The bartender appears to think it over, his eyes drifting toward the ceiling once more, then back to Nick.

“No,” he says, and Nick sighs.

“Then I guess call me a cab.”

“Okay, you’re a cab.” And with that the bartender turns away reaching for the grimy cordless phone near the sink.

Nick doesn’t realize the man made a joke until the cab arrives.

V


“Look . . . about the other night,” Nick says awkwardly when he sits at the bar, a week later.

The bartender’s disinterested dark eyes meet his own briefly as he drums his fingers on the bar-top. “About that night, I’m . . . sorry,” Nick says quietly, glancing quickly around to see that none of the other patrons are listening. When his gaze returns to the bartender, those disquietingly still eyes remain on his. “I was drunk, and, well, that’s no excuse for what I said . . . or did—”

“You were drunk, like ya said,” the bartender finishes, eyes narrowed a little, mouth pursed. “And it’s not like you’re the first drunk guy to try somethin’ with me. Don’t go makin’ a federal case outta it.”

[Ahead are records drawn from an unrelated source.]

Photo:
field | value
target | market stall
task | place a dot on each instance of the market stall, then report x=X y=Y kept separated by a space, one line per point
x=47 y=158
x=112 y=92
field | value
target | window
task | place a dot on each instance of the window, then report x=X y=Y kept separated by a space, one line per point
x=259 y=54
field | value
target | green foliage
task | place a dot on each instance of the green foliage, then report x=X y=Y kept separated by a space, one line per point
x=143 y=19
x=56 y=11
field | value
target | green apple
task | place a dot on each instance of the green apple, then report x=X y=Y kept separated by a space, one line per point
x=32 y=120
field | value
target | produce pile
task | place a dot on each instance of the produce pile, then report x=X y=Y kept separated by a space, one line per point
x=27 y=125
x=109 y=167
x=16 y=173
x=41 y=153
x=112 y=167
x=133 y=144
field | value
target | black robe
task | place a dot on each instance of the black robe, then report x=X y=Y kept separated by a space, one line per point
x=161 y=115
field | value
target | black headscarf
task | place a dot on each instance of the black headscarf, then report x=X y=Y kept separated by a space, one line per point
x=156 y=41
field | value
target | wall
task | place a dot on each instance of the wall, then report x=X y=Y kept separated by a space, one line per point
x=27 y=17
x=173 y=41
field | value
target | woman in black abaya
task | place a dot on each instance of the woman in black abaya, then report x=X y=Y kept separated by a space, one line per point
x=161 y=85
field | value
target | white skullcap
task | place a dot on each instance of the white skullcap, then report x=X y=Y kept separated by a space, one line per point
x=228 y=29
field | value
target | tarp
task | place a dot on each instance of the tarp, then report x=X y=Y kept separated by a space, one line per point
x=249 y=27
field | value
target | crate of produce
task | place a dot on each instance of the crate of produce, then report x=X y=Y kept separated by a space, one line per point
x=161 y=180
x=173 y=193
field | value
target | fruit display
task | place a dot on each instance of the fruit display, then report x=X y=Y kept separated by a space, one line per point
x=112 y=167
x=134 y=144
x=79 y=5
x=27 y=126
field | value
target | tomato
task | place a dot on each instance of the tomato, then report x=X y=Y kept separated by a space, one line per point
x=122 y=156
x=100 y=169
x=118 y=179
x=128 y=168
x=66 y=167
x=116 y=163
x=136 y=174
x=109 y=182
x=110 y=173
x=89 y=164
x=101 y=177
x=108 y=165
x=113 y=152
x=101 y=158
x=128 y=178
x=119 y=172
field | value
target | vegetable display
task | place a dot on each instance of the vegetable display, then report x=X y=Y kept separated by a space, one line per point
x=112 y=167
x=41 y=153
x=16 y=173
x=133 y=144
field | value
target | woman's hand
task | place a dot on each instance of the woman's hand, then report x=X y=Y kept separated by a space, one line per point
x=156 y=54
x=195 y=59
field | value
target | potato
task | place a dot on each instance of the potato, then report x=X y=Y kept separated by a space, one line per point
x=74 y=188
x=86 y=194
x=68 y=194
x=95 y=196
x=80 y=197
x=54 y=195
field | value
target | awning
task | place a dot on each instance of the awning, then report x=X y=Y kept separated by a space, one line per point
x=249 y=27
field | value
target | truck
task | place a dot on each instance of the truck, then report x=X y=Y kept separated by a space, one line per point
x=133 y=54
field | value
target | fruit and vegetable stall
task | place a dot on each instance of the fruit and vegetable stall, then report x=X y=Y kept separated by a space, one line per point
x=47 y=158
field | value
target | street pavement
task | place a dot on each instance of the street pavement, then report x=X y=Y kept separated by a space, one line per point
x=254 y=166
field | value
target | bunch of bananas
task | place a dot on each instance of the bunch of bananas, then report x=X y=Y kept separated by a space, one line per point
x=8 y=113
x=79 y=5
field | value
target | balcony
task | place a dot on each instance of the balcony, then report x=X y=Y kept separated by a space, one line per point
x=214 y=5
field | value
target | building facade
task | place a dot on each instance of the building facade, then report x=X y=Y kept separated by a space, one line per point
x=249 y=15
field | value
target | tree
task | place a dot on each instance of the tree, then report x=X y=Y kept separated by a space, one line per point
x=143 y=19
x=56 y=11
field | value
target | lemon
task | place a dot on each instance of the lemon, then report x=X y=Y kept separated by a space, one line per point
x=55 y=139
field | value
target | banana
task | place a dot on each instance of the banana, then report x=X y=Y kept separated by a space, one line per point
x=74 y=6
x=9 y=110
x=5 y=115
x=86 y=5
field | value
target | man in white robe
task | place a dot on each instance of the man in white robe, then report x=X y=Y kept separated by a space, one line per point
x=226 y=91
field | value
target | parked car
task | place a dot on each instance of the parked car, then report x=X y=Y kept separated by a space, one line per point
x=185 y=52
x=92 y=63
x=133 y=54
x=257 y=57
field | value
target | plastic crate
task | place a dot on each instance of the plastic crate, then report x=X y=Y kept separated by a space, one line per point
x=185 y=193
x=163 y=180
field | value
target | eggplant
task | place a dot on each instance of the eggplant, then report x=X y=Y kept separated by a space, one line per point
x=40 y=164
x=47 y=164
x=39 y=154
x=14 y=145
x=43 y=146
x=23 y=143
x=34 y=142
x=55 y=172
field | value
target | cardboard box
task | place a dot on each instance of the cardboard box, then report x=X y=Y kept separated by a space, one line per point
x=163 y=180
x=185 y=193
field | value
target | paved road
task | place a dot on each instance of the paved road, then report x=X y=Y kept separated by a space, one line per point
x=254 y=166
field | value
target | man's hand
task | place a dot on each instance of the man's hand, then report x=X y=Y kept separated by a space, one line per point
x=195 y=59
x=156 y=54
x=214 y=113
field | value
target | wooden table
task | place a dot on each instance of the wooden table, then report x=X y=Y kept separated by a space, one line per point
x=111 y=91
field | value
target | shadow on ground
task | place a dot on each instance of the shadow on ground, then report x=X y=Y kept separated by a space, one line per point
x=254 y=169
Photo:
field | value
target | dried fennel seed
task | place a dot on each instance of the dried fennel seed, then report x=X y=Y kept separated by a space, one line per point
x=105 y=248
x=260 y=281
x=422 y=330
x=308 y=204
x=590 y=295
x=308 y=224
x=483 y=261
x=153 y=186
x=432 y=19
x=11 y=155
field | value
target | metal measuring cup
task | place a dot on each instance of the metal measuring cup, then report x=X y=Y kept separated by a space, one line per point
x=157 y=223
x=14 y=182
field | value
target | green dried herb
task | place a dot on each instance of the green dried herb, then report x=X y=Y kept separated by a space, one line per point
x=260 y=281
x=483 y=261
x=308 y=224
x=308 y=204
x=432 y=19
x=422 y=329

“I don’t think I am. I think you deserve my sincerest apology, and that’s what I’m trying to give you.” Nick spreads his hands helplessly. “I don’t know what else to say, other than—”

“—you’re sorry. I know. Ya certainly are,” the bartender says flatly, but his dark eyes flicker with something else Nick can’t read and is afraid to try.

And when the bartender brings him a Miller Lite, he doesn’t have the heart to ask for a Tom Collins. And anyway, the bartender immediately goes back to his crossword puzzle.

VI


“Ya missed last call, buddy.”

Nick steps carefully down the snowy stairs, to the bar door and the man setting its alarm system.

“Yeah, I kinda figured,” he says, not certain what else comes next. “It’s after two, after all.”

“That it is,” the bartender says, setting the alarm with a final beep then shoving his hands into his pocket. He turns to face Nick. His eyes seem huge in his pale face and his shoulders are hunched against the chill—pointlessly, in such a thin, rayon jacket. Away from the bar-top, he looks smaller, almost frail. “Whaddaya want? Need me to call another cab for ya?”

Nick blushes. “Ah, no. I drove, tonight.”

“Good for you.”

The bartender watches Nick warily for a few seconds, then shrugs, stepping past him. “Have a good one, buddy.”

“You, too . . . uh—wait—“

The bartender pauses. “Look, I gotta be back here in eight hours, so—“

“Can I walk you to your car?”

The bartender looks over his shoulder, at Nick, frowning. “Don’t have one.”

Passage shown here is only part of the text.